И даже поближе стал Гиляров, чтобы явственнее разобрать сетующее бормотание Сестрюкова, но тот приумолк и засопел только: возможно, что сапоги снимал натужно, а возможно — слезы глушил.
В окно, подплыв, глянула луна, и по коридору протянулся зыбкий след. Гиляров одернул на себе френч и вышел на платформу.
Свежело, у водокачки догорал костер, в хвосте поезда неосвещенные вагоны стояли понуро, точно быки, застигнутые ночью в степи, а две-три фигурки, маячившие у огня, казались погонщиками.
Гиляров прошел внутрь вокзала — там на весах дремал седой железнодорожник с веником в руках, на оголенной буфетной стойке усиками пошевеливали прусаки и карабкались по забытым пустым бутылкам. Гиляров снова направился к платформе и круто повернул к садику.

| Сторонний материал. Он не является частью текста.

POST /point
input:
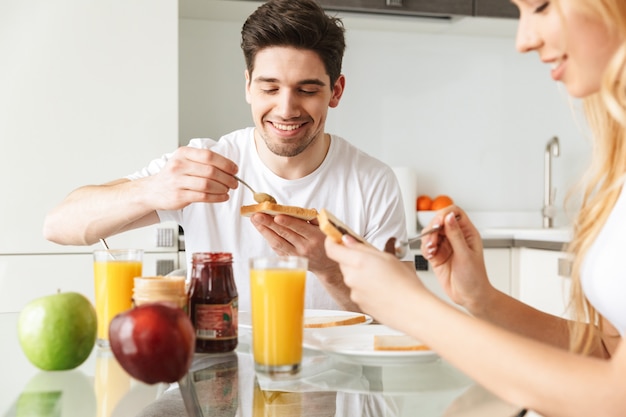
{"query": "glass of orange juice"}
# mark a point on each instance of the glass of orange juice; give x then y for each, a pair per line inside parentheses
(114, 274)
(277, 296)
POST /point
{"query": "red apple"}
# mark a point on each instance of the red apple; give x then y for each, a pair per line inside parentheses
(153, 342)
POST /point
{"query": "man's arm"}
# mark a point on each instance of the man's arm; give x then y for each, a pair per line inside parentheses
(98, 211)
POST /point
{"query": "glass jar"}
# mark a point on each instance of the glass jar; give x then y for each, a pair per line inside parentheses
(169, 289)
(213, 302)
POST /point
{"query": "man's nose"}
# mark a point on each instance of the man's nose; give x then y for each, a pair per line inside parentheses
(288, 105)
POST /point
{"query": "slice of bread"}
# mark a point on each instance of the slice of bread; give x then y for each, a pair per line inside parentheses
(315, 322)
(275, 209)
(397, 342)
(335, 228)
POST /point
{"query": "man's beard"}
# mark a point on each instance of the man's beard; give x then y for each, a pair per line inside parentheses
(288, 150)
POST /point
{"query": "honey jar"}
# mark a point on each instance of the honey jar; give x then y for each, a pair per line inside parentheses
(164, 289)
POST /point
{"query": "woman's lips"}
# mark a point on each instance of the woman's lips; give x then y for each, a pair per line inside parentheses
(558, 68)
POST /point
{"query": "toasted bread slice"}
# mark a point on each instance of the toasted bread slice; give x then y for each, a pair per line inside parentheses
(397, 342)
(335, 228)
(275, 209)
(315, 322)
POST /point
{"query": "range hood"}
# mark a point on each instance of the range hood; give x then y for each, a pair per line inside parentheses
(437, 9)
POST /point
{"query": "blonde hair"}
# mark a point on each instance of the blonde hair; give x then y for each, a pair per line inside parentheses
(602, 183)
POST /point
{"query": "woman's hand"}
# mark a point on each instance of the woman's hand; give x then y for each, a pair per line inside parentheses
(380, 284)
(456, 254)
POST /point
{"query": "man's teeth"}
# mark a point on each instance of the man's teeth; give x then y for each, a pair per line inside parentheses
(286, 127)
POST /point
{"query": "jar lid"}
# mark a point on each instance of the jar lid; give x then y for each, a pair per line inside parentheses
(171, 284)
(212, 257)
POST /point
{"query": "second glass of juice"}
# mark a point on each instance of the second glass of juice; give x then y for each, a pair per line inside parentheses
(277, 286)
(114, 273)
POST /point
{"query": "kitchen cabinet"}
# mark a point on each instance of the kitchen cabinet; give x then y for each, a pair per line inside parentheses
(432, 8)
(403, 7)
(541, 279)
(495, 8)
(497, 262)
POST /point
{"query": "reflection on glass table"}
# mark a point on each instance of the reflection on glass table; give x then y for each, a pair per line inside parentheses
(226, 385)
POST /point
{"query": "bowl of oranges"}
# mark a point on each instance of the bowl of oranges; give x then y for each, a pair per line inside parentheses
(427, 207)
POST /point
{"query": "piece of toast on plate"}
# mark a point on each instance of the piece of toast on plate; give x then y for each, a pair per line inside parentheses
(397, 342)
(275, 209)
(316, 322)
(335, 228)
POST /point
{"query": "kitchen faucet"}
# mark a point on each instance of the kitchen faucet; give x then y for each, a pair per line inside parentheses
(549, 193)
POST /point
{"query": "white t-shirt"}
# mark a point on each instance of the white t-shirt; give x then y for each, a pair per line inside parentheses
(603, 273)
(359, 189)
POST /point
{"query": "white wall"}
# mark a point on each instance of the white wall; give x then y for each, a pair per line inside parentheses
(454, 100)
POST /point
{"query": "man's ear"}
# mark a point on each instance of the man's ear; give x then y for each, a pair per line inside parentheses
(247, 76)
(338, 89)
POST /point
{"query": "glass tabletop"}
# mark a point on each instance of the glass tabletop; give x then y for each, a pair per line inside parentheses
(227, 385)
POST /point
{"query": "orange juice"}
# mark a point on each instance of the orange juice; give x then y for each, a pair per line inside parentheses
(114, 274)
(277, 297)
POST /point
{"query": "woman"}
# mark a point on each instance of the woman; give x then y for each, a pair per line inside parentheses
(525, 356)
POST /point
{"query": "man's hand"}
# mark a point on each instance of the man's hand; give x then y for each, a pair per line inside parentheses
(192, 175)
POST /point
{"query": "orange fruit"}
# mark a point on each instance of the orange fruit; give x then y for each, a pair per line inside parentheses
(440, 202)
(423, 202)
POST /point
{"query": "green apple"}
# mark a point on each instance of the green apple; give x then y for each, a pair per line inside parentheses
(57, 332)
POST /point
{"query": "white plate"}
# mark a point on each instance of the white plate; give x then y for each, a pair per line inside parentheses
(245, 320)
(356, 344)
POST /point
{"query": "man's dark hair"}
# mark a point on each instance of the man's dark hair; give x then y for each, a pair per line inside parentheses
(300, 24)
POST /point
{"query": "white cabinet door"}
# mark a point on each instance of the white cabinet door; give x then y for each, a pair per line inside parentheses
(539, 282)
(497, 262)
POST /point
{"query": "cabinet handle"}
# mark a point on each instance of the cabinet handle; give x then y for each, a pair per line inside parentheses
(565, 267)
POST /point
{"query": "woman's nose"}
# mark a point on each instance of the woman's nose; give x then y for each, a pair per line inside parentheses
(527, 38)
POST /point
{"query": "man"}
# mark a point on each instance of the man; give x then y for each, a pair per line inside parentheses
(293, 54)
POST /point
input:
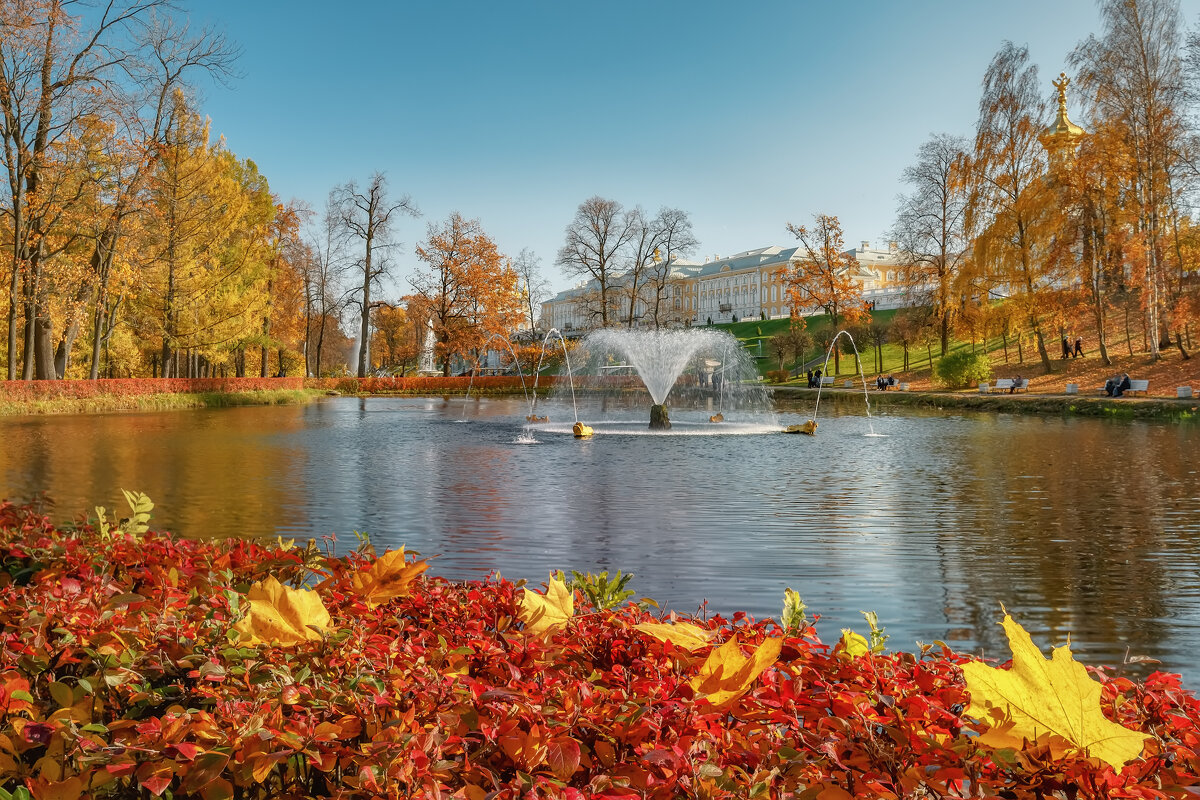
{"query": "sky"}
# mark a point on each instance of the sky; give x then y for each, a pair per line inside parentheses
(748, 115)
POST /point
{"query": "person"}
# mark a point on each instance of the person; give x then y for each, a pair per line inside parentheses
(1122, 385)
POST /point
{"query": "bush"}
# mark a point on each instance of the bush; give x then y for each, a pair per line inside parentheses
(961, 370)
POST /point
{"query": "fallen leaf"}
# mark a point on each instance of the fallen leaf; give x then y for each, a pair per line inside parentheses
(387, 578)
(684, 635)
(282, 615)
(727, 674)
(543, 613)
(1053, 699)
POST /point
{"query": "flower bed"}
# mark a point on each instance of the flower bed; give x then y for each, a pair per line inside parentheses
(36, 390)
(126, 671)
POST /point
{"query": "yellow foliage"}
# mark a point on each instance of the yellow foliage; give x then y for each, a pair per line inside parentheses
(282, 615)
(727, 674)
(1053, 701)
(684, 635)
(387, 578)
(543, 613)
(853, 644)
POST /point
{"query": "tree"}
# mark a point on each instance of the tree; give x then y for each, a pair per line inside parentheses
(533, 286)
(676, 239)
(370, 215)
(930, 227)
(1012, 204)
(468, 287)
(1133, 77)
(595, 239)
(55, 70)
(822, 276)
(324, 270)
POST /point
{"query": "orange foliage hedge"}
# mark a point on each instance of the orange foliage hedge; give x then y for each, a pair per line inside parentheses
(34, 390)
(121, 677)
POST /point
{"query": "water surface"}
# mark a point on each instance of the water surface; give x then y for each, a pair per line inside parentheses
(1081, 527)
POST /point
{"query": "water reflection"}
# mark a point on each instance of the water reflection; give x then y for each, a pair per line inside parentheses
(1081, 527)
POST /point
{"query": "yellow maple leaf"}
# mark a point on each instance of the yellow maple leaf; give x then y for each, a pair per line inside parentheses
(543, 613)
(727, 674)
(684, 635)
(1053, 699)
(387, 578)
(282, 615)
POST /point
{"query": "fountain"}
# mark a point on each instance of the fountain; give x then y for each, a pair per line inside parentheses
(810, 427)
(691, 368)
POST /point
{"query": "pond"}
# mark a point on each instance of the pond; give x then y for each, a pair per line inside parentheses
(1080, 527)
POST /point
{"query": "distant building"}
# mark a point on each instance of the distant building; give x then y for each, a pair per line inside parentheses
(744, 286)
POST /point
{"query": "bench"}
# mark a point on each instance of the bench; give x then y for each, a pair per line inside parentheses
(1135, 386)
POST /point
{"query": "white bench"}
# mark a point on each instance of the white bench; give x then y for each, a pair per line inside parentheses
(1141, 386)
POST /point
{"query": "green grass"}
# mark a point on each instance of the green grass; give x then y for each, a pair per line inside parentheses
(165, 402)
(749, 331)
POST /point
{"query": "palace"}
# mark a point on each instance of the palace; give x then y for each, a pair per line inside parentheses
(721, 289)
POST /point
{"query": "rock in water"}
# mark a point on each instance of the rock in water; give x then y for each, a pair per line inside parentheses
(659, 417)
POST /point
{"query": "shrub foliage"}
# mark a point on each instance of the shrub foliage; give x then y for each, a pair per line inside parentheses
(961, 370)
(123, 675)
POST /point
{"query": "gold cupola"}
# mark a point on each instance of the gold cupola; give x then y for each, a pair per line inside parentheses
(1062, 136)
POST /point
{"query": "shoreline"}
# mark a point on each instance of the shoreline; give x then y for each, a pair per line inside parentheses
(1123, 408)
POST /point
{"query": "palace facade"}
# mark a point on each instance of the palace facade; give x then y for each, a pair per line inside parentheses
(721, 289)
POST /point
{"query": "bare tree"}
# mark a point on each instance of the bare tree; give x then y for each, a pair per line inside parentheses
(676, 239)
(370, 215)
(533, 286)
(595, 239)
(930, 227)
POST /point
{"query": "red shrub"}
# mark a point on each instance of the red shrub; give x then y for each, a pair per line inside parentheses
(118, 675)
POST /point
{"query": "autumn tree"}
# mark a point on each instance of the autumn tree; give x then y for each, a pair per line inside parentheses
(930, 228)
(471, 290)
(57, 68)
(822, 275)
(1134, 86)
(204, 250)
(370, 215)
(595, 240)
(1012, 209)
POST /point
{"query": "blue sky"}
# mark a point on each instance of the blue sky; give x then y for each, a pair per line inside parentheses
(748, 115)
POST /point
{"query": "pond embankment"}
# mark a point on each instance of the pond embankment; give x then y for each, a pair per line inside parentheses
(1155, 408)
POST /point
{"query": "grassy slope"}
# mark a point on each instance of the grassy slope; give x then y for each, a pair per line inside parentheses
(106, 403)
(1089, 371)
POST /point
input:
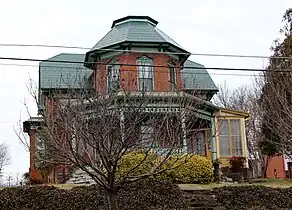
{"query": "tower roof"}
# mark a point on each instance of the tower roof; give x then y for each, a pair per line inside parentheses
(135, 30)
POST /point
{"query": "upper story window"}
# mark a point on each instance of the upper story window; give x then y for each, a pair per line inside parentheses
(230, 142)
(172, 77)
(113, 76)
(145, 74)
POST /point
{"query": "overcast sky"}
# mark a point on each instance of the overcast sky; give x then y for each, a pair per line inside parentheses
(211, 26)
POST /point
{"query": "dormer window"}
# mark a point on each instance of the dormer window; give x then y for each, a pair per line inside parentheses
(113, 76)
(145, 74)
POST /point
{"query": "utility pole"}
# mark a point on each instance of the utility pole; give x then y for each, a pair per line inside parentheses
(9, 179)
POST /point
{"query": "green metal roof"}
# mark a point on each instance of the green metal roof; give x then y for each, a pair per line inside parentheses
(140, 29)
(54, 74)
(196, 77)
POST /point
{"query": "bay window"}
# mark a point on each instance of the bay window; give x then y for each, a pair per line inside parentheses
(145, 74)
(230, 140)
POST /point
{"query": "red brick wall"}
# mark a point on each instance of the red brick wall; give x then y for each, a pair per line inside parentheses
(276, 163)
(129, 74)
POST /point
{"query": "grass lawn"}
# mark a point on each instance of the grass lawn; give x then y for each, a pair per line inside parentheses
(282, 183)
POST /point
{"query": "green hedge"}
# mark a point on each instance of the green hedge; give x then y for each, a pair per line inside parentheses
(145, 194)
(191, 169)
(186, 169)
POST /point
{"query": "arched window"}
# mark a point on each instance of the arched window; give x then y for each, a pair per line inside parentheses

Но белого платья там не оказалось.
Вскоре Сестрюков, на ходу натягивая куртку, спешил к Гилярову; второй проводник недоумевал, что это вдруг в такую пору понадобился Сестрюков комиссару.
— Так вы сказали, что она в Харьков едет? — спрашивал Гиляров, старательно поправляя зеленый козырек лампы.
— Точно так! — отвечал Сестрюков и глаз напряженных не отводил от комиссаровского лица, вцепившись в тайной и бодрой надежде.
— В Харьков, вы говорите. Вот как… А нам надо в Екатеринослав.
— Барышня могут и от Екатеринослава повертаться, — посмелев, подсказал Сестрюков, и сам же обомлел от своей смелости.
— Все можно и ничего нельзя, — проговорил Гиляров и сломал козырек, надавив слишком.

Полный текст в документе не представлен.